E, ao contrário do ouro, o Bitcoin pode ser transportado através das fronteiras na própria mente. Esses próprios fundamentos estão ainda preparados para aumentar o preço do BTC antes dos atuais ventos de alta.
Implicações mais Amplas para o Ecossistema Financeiro
Além de as pessoas obterem lucros com participações de longo prazo, cortar as recompensas dos mineradores pela metade servirá como outra grande pressão de venda. As empresas mineiras que não atualizarem as suas operações sairão de cena, como aconteceu com os ciclos anteriores de acumulação e capitulação.
O Índice Luxor Hashrate estimou que 3% dos mineradores de Bitcoin poderiam deixar a rede se o preço do BTC permanecer na faixa de US$ 66 mil a US$ 68 mil. No entanto, contra a pressão de venda, a alocação institucional do Bitcoin provavelmente se materializará como uma força compensatória.

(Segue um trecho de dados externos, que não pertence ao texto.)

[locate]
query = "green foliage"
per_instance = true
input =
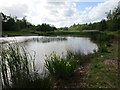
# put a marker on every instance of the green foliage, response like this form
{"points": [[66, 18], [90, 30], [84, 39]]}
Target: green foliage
{"points": [[102, 25], [18, 69], [45, 27], [60, 67]]}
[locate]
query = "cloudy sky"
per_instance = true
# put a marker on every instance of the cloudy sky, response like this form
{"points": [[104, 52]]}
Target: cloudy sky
{"points": [[59, 13]]}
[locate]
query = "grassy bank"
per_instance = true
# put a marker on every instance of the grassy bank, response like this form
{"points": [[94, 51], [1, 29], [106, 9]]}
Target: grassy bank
{"points": [[102, 67]]}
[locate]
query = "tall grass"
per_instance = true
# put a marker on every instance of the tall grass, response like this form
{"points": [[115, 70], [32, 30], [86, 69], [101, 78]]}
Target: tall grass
{"points": [[60, 67], [18, 69]]}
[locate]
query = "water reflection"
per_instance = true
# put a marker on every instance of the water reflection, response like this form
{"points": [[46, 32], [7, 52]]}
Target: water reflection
{"points": [[42, 45]]}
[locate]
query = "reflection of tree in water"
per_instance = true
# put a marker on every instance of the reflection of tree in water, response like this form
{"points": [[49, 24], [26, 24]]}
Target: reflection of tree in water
{"points": [[46, 39]]}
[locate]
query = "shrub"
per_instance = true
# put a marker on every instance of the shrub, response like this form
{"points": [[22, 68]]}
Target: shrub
{"points": [[60, 67], [18, 71]]}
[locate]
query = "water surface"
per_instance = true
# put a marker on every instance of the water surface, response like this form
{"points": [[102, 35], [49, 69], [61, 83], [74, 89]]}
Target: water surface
{"points": [[41, 45]]}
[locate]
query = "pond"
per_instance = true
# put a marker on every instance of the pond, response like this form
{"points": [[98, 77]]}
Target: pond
{"points": [[41, 45]]}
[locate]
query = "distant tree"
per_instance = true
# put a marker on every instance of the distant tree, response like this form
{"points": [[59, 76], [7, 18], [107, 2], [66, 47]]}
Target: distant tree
{"points": [[45, 27], [113, 18]]}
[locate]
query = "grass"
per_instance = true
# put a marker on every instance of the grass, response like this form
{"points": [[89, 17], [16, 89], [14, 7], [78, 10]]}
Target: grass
{"points": [[18, 69], [101, 75]]}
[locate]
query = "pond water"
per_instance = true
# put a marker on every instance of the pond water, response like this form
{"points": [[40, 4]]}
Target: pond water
{"points": [[41, 45]]}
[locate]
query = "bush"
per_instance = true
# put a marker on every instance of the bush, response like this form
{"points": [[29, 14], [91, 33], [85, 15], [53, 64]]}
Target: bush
{"points": [[18, 71], [60, 67]]}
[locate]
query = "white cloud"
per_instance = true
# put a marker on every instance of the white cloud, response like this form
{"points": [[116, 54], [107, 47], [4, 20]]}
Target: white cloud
{"points": [[98, 12], [56, 12]]}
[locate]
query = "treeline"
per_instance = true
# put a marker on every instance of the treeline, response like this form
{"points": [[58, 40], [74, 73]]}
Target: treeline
{"points": [[112, 23], [10, 23]]}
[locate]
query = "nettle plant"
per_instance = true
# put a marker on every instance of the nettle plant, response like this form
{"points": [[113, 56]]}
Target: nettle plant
{"points": [[59, 66]]}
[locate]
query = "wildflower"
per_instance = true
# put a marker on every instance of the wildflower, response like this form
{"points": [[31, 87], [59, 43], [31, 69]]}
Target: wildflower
{"points": [[51, 53], [72, 57], [46, 55], [77, 60], [68, 64]]}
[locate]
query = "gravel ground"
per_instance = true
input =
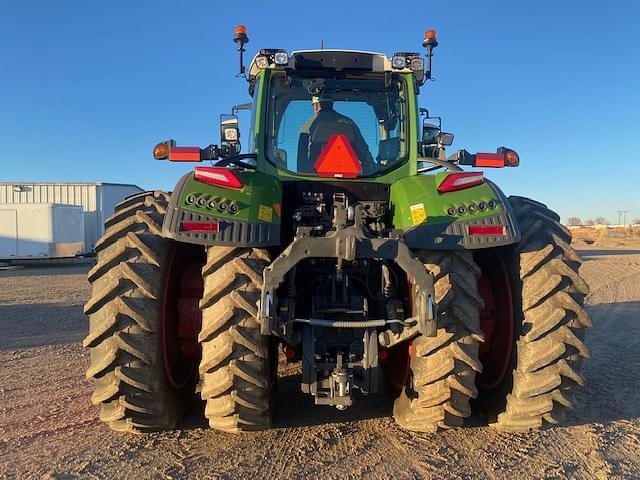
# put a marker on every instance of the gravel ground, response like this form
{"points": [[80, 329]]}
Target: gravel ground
{"points": [[48, 427]]}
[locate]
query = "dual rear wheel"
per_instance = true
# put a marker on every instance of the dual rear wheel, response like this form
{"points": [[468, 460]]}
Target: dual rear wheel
{"points": [[511, 332], [510, 337]]}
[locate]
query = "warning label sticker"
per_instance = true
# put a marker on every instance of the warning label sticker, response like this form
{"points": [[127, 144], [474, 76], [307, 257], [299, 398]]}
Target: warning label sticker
{"points": [[418, 213], [265, 213]]}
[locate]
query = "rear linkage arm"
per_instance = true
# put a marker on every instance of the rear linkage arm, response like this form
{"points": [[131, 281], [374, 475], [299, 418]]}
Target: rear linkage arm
{"points": [[349, 243]]}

De acordo com a pesquisa Bitwise/VettaFi 2024 com consultores financeiros, grandes alocações de criptomoedas (mais de 3%) numa ampla gama de fundos mais que dobraram, de 22% de todas as carteiras de clientes em 2022 para 47% em 2023. Dos entrevistados, 11% movimentaram fundos acima de US$ 1 bilhão em AuM.

No geral, 64% dos entrevistados veem os ETFs de Bitcoin com a exposição de investimento mais favorável. A sua confiança em alocar mais BTC na sua carteira está condicionada por uma melhor regulamentação (50%) e pelo lançamento de ETFs à vista (14%).

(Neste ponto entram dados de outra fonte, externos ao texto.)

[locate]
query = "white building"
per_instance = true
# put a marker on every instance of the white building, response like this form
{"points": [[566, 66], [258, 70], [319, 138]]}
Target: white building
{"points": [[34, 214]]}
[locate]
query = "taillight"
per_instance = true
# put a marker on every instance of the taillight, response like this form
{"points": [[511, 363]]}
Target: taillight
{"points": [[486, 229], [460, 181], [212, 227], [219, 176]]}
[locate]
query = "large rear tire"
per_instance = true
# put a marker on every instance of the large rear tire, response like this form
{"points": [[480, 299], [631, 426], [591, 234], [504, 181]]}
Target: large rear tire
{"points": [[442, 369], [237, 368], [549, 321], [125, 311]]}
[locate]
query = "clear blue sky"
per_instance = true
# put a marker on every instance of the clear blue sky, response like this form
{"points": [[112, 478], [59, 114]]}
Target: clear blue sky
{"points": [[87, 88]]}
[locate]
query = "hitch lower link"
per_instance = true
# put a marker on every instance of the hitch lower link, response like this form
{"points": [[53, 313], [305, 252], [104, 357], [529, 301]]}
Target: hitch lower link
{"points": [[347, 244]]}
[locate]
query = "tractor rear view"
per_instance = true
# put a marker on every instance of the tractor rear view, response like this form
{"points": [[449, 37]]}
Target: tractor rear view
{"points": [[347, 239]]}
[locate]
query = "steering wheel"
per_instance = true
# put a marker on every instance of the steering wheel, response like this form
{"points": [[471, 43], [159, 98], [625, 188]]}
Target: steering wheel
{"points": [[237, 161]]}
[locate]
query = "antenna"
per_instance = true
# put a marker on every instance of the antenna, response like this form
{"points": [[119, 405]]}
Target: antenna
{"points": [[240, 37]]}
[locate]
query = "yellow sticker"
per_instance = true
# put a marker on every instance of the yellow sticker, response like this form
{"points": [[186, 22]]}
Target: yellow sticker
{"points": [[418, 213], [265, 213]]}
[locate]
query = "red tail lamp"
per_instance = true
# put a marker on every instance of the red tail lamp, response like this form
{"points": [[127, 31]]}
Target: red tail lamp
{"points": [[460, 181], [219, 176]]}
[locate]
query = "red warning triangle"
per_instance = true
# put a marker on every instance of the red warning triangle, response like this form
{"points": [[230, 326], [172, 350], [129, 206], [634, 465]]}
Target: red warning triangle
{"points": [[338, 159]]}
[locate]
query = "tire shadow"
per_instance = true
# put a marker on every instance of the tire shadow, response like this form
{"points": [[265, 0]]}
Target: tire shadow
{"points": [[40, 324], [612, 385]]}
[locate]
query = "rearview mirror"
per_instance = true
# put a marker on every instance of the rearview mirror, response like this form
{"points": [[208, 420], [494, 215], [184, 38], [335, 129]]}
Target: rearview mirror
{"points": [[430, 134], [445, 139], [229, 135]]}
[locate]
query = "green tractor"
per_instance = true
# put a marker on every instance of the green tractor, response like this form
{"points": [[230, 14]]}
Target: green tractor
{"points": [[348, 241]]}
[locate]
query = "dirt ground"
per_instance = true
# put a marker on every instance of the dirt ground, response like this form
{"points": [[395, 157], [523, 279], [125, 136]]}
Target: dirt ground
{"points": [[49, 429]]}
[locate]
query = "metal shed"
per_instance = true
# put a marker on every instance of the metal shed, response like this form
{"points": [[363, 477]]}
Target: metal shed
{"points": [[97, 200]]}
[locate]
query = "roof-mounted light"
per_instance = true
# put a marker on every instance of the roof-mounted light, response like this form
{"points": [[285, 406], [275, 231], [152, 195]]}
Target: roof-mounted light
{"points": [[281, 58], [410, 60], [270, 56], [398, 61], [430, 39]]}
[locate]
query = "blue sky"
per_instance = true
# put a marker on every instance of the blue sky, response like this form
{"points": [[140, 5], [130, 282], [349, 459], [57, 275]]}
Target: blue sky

Nos próximos cinco anos, 38% dos consultores financeiros veem o preço do BTC acima de US$ 70 mil, até US$ 500 mil (3%). Isso não leva em conta os entusiastas veteranos das criptomoedas que monitoram o recrutamento de consultores financeiros à medida que o mercado amadurece.

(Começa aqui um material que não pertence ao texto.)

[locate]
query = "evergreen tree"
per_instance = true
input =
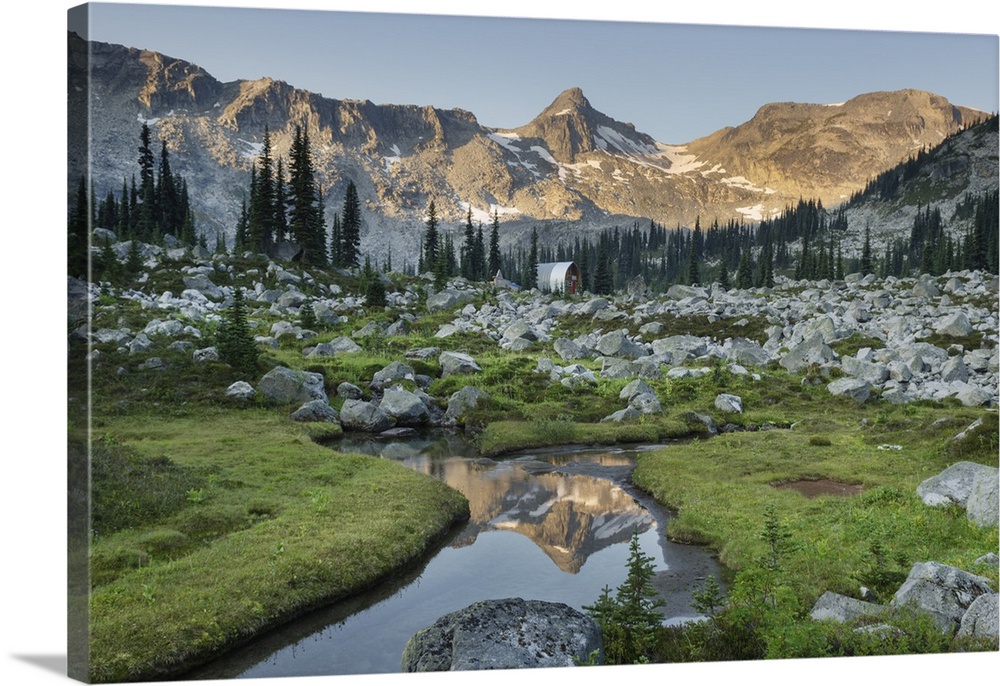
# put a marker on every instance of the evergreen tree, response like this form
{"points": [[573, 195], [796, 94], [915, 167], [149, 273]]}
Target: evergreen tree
{"points": [[133, 260], [262, 199], [494, 264], [234, 340], [350, 228], [468, 248], [531, 271], [240, 238], [867, 267], [147, 189], [281, 204], [431, 239], [630, 622], [744, 274], [479, 256], [78, 234], [693, 273]]}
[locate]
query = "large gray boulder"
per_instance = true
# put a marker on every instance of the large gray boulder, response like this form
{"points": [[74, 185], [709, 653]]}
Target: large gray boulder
{"points": [[726, 402], [204, 285], [808, 352], [955, 324], [447, 299], [981, 507], [617, 344], [634, 388], [503, 634], [568, 350], [315, 411], [855, 389], [680, 347], [841, 608], [460, 402], [869, 372], [392, 373], [358, 415], [953, 485], [404, 407], [943, 592], [457, 363], [980, 620], [338, 346], [240, 390], [283, 385], [746, 352]]}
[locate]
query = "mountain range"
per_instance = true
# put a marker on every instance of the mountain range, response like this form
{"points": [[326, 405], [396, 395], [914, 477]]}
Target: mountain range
{"points": [[570, 165]]}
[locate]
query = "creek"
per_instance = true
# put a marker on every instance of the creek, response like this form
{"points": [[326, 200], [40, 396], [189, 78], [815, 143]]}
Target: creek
{"points": [[550, 525]]}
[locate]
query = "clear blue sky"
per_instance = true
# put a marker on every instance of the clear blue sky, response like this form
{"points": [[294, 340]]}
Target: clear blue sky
{"points": [[675, 82]]}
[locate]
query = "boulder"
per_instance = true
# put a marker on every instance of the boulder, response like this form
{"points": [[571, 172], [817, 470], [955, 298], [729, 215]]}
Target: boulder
{"points": [[851, 388], [634, 388], [943, 592], [520, 329], [404, 407], [315, 411], [729, 403], [806, 353], [240, 390], [457, 363], [869, 372], [391, 373], [204, 285], [503, 634], [460, 402], [358, 415], [954, 370], [746, 352], [981, 507], [980, 620], [629, 412], [956, 324], [954, 484], [680, 347], [841, 608], [447, 299], [646, 403], [617, 344], [349, 391], [283, 385], [337, 346], [568, 350], [209, 354]]}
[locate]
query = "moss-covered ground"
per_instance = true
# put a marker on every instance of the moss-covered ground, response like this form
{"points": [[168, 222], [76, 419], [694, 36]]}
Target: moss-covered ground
{"points": [[213, 520]]}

E à medida que a liquidez do mercado do Bitcoin se aprofunda devido a estas alocações incrementais, isto provavelmente se espalhará para o mercado mais amplo de ativos digitais. No entanto, ao contrário do estatuto de mercadoria do Bitcoin, o mercado de altcoins ainda não alcançou legitimidade através de regulamentação ou legislação.
Ainda não está claro se o Congresso alguma vez apresentará um quadro tão abrangente, em vez de confiar nas deliberações arbitrárias da SEC caso a caso.
Conclusão
Durante muito tempo, a acessibilidade aos ativos digitais foi autoimposta. Depois de muita luta jurídica, os ETFs de Bitcoin quebraram a barreira da intimidação e normalizaram o conceito de valor digital. De todas as criptomoedas, o Bitcoin é o mais adequado para aumentar a confiança no valor digital porque está ancorado no hardware e na energia computacional.
Após entradas recordes em ETFs de Bitcoin, tanto os clientes quanto os seus consultores estão agora entusiasmados com os ganhos futuros decorrentes da escassez do Bitcoin. Os ETFs de Bitcoin estão a garantir a sua confiança com transparência regulamentada e maior liquidez.
Até os maiores bancos dos EUA querem uma fatia do bolo da exposição ao Bitcoin. Com uma normalização tão ampla dos ativos digitais no horizonte, o mercado das criptomoedas mais amplo está pronto para outra onda de investimentos.